裁判手続に移行するにあたり、借主が他方で金銭トラブルを起こしていたり近所との関係も悪化しているような場合には、訴訟終了後物件明渡しの時点になって他人を住まわせて立退料を要求するなどのいやがらせ行為が発生することがあります。この場合訴訟などの裁判において、これら他人に対しても裁判を起こさないと立退きが不完全になります。さらに新たにこのような者が出てくることも否定できず、これらの者に対し随時訴訟を起こすとなると、時間と裁判費用を無駄にしてしまいます。
こういった事情がある場合には、事前に「占有移転禁止仮処分」という保全手続を裁判所に申し立てることが効果的です。この手続をすると、裁判所の決定以後の物件の不法占拠者や転借人を明渡し時点において排除できます。
しかし、この手続を利用するには一般的に家賃の4か月分程度の金額を一時的に(通常は訴訟終了まで)国に預ける(供託)ことが条件となります。しかし最終的には大半は全額返金されますので、立退きについて万全を期したい方にはこの保全手続の利用をおすすめします。

4.訴訟手続


2.の期限が経過した場合には、通常は物件の明渡しと家賃の支払いを求める訴訟(いわゆる「裁判」)を借主に対し起こすことになります。
訴訟を起こすと、裁判所が定めた期日に借主が来ない場合はほぼ貸主の言い分どおりに終了し(いわゆる「勝訴」)その判決書正本をもって強制執行手続となります。
なお、借主が来た場合には、通常は裁判所から「和解してみては?」というすすめがあります。退去してもらうのを大前提に和解する(例えば退去してもらうかわりに一部家賃を免除するといった譲歩をする)方法もありますし(なお和解には判決書と同じ効力があり、借主が和解しても退去しないなどの和解事項を守らないときは強制執行が可能となります)、あくまで和解に応じずに判決を求める方法もあります。
ただ判決をもらうには、場合によっては証拠調べが必要になり、時間と費用が多くかかるとか、結果として請求の一部が認めてもらえないこともあります。さらに判決後借主が立退きに協力しないために強制執行をする場合には、一般の引越しよりも数倍の費用が発生し、場合によっては借主の私物の保管を貸主側でしないとならないこともあります。
そのため、あくまで借主側の主導で退去してもらうことが最も費用も労力もかからないので、それに合わせて和解をすることが最善の解決なのかもしれません。

5.立退き


協議の結果、物件から借主が立退き、または4.の判決や和解によって借主が物件を明渡したときは、できればすぐに鍵を交換することをおすすめします。退去を確実なものにするためです。
また、3.の保全手続の取下げ、供託した金額の回収を行います。

以上これらの手続は

①貸主様自身が裁判所に出頭する場合(司法書士や弁護士に書類作成(行政書士は内容証明郵便のみ)を依頼し、やりくりは基本的には自らする場合)

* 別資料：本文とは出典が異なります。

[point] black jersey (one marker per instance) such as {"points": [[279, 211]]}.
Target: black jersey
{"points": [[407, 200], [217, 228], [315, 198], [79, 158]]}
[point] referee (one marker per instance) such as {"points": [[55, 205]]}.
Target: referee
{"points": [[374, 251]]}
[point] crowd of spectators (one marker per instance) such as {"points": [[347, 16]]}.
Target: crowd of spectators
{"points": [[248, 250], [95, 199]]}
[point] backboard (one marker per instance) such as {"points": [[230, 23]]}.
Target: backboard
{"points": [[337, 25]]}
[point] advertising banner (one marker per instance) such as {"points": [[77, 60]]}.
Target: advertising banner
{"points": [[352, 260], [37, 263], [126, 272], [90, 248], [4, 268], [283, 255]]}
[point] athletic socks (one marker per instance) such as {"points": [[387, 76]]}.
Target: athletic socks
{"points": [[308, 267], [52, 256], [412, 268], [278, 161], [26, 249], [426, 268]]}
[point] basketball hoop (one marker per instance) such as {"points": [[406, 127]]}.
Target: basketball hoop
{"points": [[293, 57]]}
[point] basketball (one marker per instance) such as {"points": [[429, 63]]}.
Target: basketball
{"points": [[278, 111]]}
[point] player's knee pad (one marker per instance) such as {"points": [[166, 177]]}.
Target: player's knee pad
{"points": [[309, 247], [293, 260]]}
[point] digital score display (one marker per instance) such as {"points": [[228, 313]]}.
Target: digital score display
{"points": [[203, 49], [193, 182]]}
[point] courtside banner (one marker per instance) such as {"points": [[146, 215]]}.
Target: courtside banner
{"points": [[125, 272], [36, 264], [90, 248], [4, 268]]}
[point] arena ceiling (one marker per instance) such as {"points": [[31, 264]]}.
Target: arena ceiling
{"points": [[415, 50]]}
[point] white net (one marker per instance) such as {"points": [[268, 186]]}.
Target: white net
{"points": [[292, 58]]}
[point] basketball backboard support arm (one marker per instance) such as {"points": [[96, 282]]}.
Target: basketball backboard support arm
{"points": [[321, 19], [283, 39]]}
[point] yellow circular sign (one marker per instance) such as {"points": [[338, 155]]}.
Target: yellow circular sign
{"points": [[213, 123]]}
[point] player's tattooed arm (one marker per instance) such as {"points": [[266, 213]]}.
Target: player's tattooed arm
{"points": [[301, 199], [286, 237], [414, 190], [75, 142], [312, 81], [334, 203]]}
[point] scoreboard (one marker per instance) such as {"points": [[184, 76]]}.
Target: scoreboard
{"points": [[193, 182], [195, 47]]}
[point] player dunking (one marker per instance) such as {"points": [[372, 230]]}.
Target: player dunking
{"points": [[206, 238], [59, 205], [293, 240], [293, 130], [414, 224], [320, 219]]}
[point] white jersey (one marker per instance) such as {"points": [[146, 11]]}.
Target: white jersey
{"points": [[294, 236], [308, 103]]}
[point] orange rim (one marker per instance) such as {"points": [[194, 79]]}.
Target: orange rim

②司法書士に手続代理を一部依頼する場合(簡易裁判所においての手続は司法書士が法廷に立つ、しかし保全手続は地方裁判所管轄のため貸主様自身が出頭)

③弁護士に手続代理を基本的には一括依頼する場合(ただし保全手続や当事者尋問は貸主様自身が事情説明をしないとならないため弁護士と同行出頭)

の基本的に3パターンに大別され、費用や労力は全く異なります。

まずは専門家である司法書士・弁護士に相談されることをおすすめします。